Na avaliação dele, ex-prefeito de Canela, se antes o laboratório produzia dezenas de tipos de medicamentos, competindo, muitas vezes, em desvantagem no mercado, atualmente o seu dever é preencher espaços deixados pela iniciativa privada, como na área de doenças negligenciadas — que atingem a parcela mais pobre da população e marginalizada pela indústria farmacêutica.
— Lembro que, quando falavam de medicamento do Lafergs, a gente até torcia a boca, porque vinham e nos faziam comprar, e o preço era maior que o de mercado, e o produto, às vezes, não chegava — recorda o ex-prefeito.
Diretor do Lafergs, Paulo Mayorga também aponta a competitividade do mercado farmacêutico como um agravante para a crise enfrentada pelos laboratórios oficiais. Segundo ele, com a tendência de fusão de empresas, o acesso fica cada vez mais restrito, pois esses grupos passam a fabricar milhões de unidades em pouco tempo, reduzindo o preço final.
Uma das alternativas para que o laboratório conquiste a sustentabilidade, conforme o diretor, é a mudança de figura jurídica do atual departamento da Fepps, mas a discussão ainda é incipiente. Questionado sobre uma possível venda da estrutura, Mayorga é enfático:
— Posso estar equivocado, mas desconheço casos no Brasil de estruturas deficitárias que tenham sido privatizadas. Seria um retrocesso, porque o Lafergs é um grande patrimônio público, e a ideia do medicamento como elemento da soberania nacional é uma coisa muito forte para muitos países.
A passos lentos
O Lafergs foi fundado em 1972, no governo Euclides Triches, com o objetivo de produzir medicamentos para atender aos programas de saúde, com distribuição e comercialização na rede pública
Governo Germano Rigotto
— Em setembro de 2004, a fábrica foi fechada para que fossem executadas as obras de ampliação. Uma empresa foi contratada por R$ 4,5 milhões, com prazo de trabalho de 120 dias.
— O então secretário da Saúde, Osmar Terra, chegou a inaugurar parte das instalações físicas em março de 2006. A expectativa era de que ainda naquele ano fosse retomada a produção, mas as obras não foram concluídas.
Governo Yeda Crusius
— Por conta do atraso nas obras, o contrato de execução foi rescindido em 2007. No ano seguinte, outra empresa venceu a licitação de R$ 3,2 milhões, com prazo de 180 dias para conclusão dos serviços.
— Em dezembro de 2010, foi inaugurada a obra de ampliação, mas ainda sem garantir a retomada da produção.
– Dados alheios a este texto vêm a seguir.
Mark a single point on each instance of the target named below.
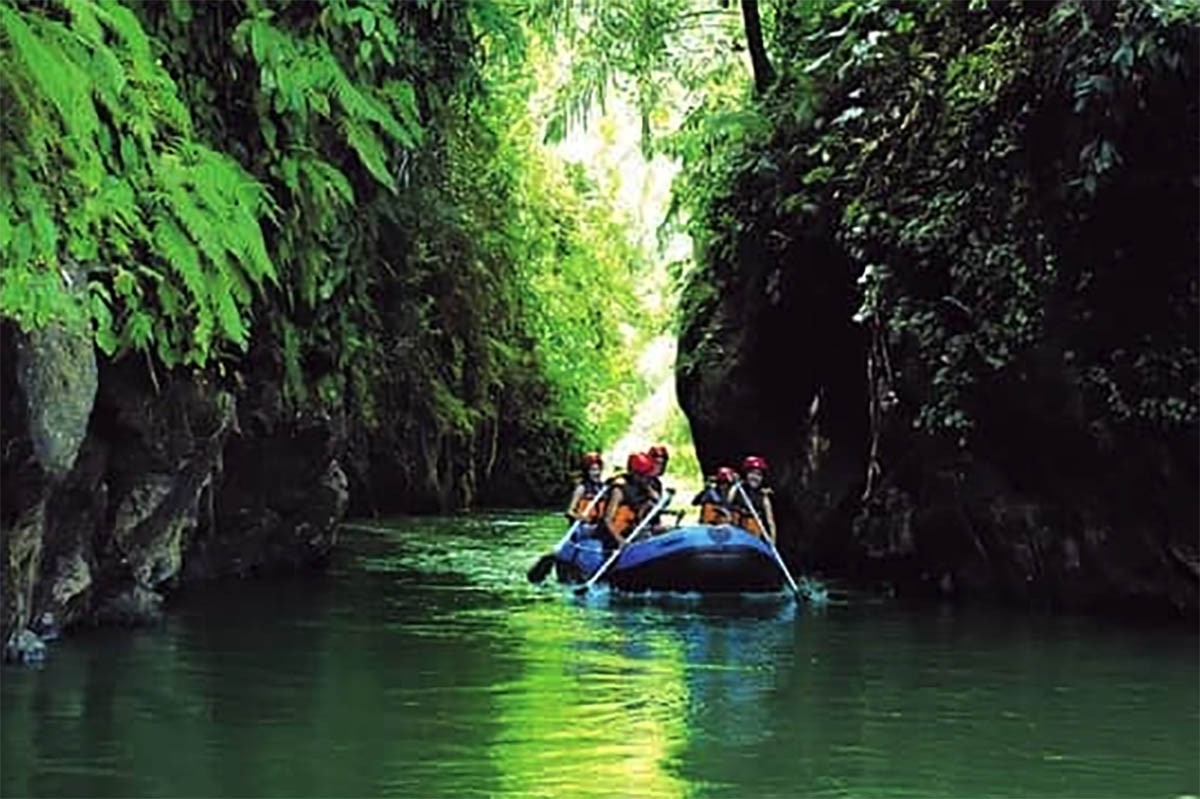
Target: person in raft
(660, 455)
(714, 499)
(630, 497)
(589, 486)
(754, 470)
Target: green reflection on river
(424, 665)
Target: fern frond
(370, 150)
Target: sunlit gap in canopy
(609, 150)
(599, 710)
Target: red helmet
(640, 463)
(754, 462)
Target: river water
(424, 665)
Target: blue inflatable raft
(707, 558)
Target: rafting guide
(617, 536)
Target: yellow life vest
(712, 514)
(628, 512)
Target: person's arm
(610, 514)
(771, 516)
(571, 515)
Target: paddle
(766, 535)
(659, 505)
(544, 564)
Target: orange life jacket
(581, 506)
(633, 500)
(743, 516)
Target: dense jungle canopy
(353, 211)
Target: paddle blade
(541, 568)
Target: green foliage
(101, 174)
(345, 199)
(903, 130)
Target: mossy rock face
(49, 394)
(57, 371)
(1008, 211)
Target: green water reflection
(424, 665)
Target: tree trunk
(763, 73)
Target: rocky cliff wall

Na época, o governo calculava ter investido R$ 10 milhões para que o laboratório voltasse a produzir medicamentos de acordo com as normas da Anvisa.
Governo Tarso Genro
— Em 2011, o Lafergs obteve da Vigilância Sanitária a condição técnica operacional (CTO), documento essencial para o encaminhamento da aprovação de novos registros de medicamentos na Anvisa. Devido à prolongada inoperância, o Lafergs perdeu o registro de 12 remédios produzidos até 2004.
— Há dois meses, Lafergs, Ministério da Saúde e Laboratório Farmacêutico Cristália, de Itapira (SP), assinaram parcerias de desenvolvimento produtivo (PDP) de três medicamentos para tratamento da malária e da leishmaniose.
— A expectativa é de que produtos com a marca Lafergs, fabricados pelo Cristália, cheguem ao mercado no ano que vem. Contudo, a reativação da indústria ainda depende de investimentos na ordem de R$ 25 milhões, segundo a direção.